Невозможное, безумное требование. Но это определенно было что-то, с чем можно работать. Прежде всего, требовалось сменить тон. Требование прозвучало гневно. Гусеница хотел прижать некую темную клику, которая, как он себе воображал, дергала за все ниточки. Гнев – опасная мотивация, которая заставляет людей замкнуться в себе, не дает им проявлять гибкость. Но Эбби могла зеркально перекинуть его слова обратно к нему, заставить его увидеть свои собственные требования в более позитивном свете.
– Я хочу убедиться, что все правильно поняла. Вы хотите, чтобы шеф детективов признал то, что вы выяснили, – что его твит касался торговли детьми. Потому что, как только он это сделает, люди поймут, что вы поступили правильно и что вы поступили так, как поступили, только лишь для того, чтобы спасти этих детей.
– Да, именно так.
– Если нам удастся пролить на это свет, люди обязательно поймут ваши действия. Особенно если никто серьезно не пострадал.
Небольшая пауза.
– Верно.
– Меня беспокоит то, что если кто-то уже сильно пострадал, а мы не окажем им помощь, это выставит вас в плохом свете. В конце концов, вы ведь пытались спасти человеческие жизни.
– Да. – Он откашлялся. – Тельма… с ней все в порядке. Но здесь есть парень, который и вправду довольно серьезно пострадал. Не по нашей вине. Это был несчастный случай.
– Ладно. Что мы можем по этому поводу сделать? – Если б она сама предложила решение, Гусеница наверняка отказался бы, заподозрив подвох. Ей нужно было, чтобы он сам его предложил.
– По-моему, скоро ему потребуется медицинская помощь. Но сначала я хочу получить это признание.
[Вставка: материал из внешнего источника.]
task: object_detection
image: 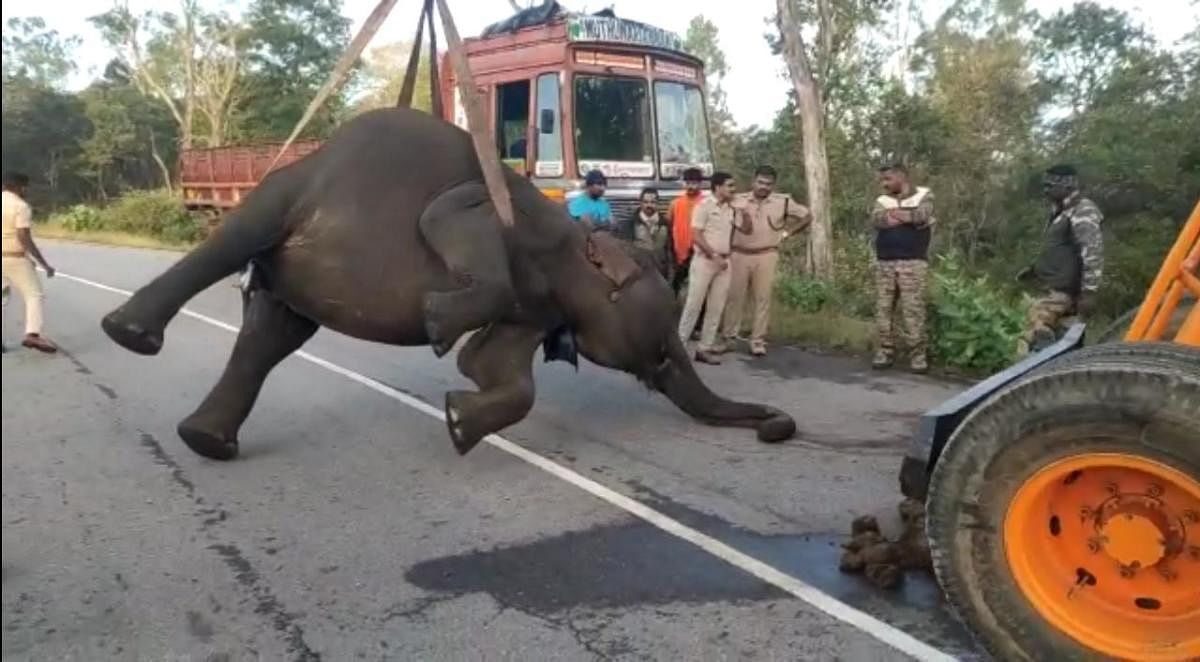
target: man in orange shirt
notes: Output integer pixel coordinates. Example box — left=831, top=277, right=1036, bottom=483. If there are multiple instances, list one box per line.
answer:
left=668, top=168, right=704, bottom=296
left=667, top=168, right=704, bottom=337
– Насчет признания… Мне придется предпринять целый ряд шагов, чтобы это произошло. Во-первых, мне понадобятся какие-то дополнительные доказательства, поскольку маловероятно, что он просто признает это, если я от него это потребую. Я, конечно, начну копать, но это означает, что мне придется получить разрешение на изучение полицейской базы данных. Мне нужно будет опросить администрацию школы и нескольких людей, близких к шефу детективов, а также получить постановление суда, чтобы запросить у «Твиттера» информацию об этом твите – например, кто его прочитал, – чтобы сопоставить этот список с известными сексуальными преступниками. И еще я хочу просмотреть форумы, известные своей педофильской направленностью, и посмотреть, не было ли каких-то обсуждений по этому поводу. Но это может означать сотрудничество с ФБР, поэтому для начала мне придется найти там кого-то, кому я могу доверять.
– Э-э… ладно.
Эбби откинулась на спинку кресла. Ее правое ухо словно расплющилось, а придавленные наушниками дужки очков впились в виски. Она поправила гарнитуру.
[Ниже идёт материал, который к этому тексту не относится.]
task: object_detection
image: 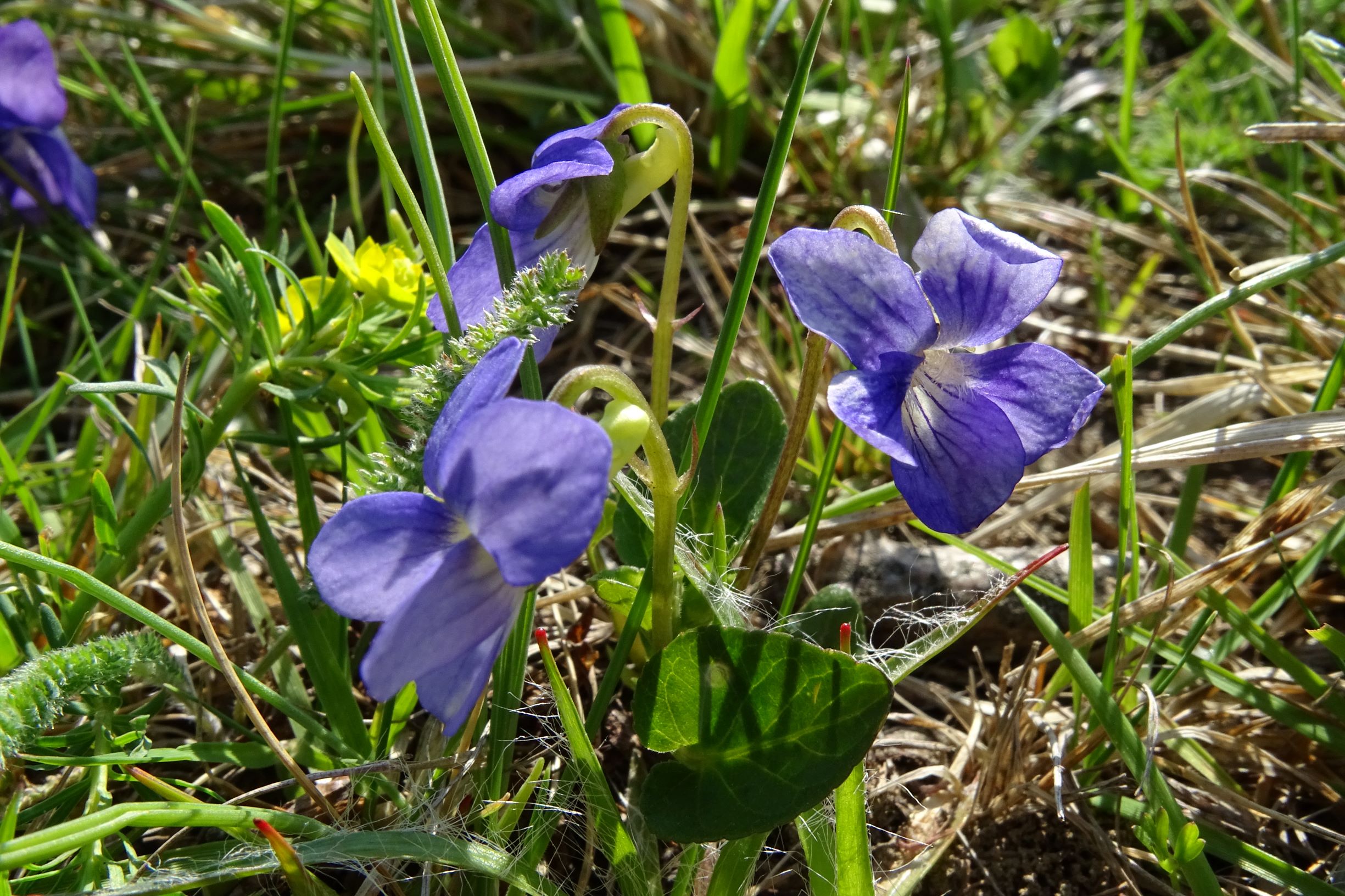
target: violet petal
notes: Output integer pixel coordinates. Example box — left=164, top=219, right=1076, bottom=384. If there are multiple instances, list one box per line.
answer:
left=425, top=398, right=612, bottom=585
left=422, top=337, right=523, bottom=495
left=892, top=363, right=1025, bottom=533
left=911, top=209, right=1064, bottom=347
left=491, top=140, right=613, bottom=233
left=827, top=351, right=922, bottom=464
left=956, top=341, right=1103, bottom=464
left=359, top=538, right=523, bottom=710
left=0, top=19, right=66, bottom=131
left=767, top=227, right=935, bottom=370
left=308, top=491, right=453, bottom=621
– Все это займет какое-то время. Мне нужно, чтобы вы набрались терпения и по-прежнему держали себя в руках. А я пока что постараюсь держать здесь все под контролем, если и вы будете держать все у себя под контролем. Я имею в виду не только ваших друзей, но и других людей, которые сейчас находятся рядом с вами. Справитесь?
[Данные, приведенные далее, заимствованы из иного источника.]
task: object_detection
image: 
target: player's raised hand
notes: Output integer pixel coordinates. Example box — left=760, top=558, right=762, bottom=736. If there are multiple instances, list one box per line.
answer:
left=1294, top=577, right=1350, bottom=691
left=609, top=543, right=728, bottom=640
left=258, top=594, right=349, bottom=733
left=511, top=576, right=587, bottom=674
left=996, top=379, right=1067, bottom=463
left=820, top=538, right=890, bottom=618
– Мои друзья согласятся с этим. Они хотят, чтобы люди увидели правду. И с заложниками все в норме. Одна из них сейчас перевязывает Карлоса, и, похоже, у нее хорошо получается. А остальные делают то, что им говорят.
– Это хорошо. А еще мне нужно, чтобы вы держали эту линию свободной, чтобы я могла звонить всякий раз, когда у меня появятся какие-то новости касательно моего расследования.
– Я не хочу, чтобы люди звонили сюда, угрожали нам или пытались уговорить нас сдаться.
– Обещаю, что этого не случится. Это просто для того, чтобы я могла информировать вас, или же на случай если у меня возникнут какие-то вопросы касательно моего расследования.
– Да, договорились.
– Договорились. Меня беспокоит Карлос. Все это может занять некоторое время, а я не хочу, чтобы его состояние усугубилось.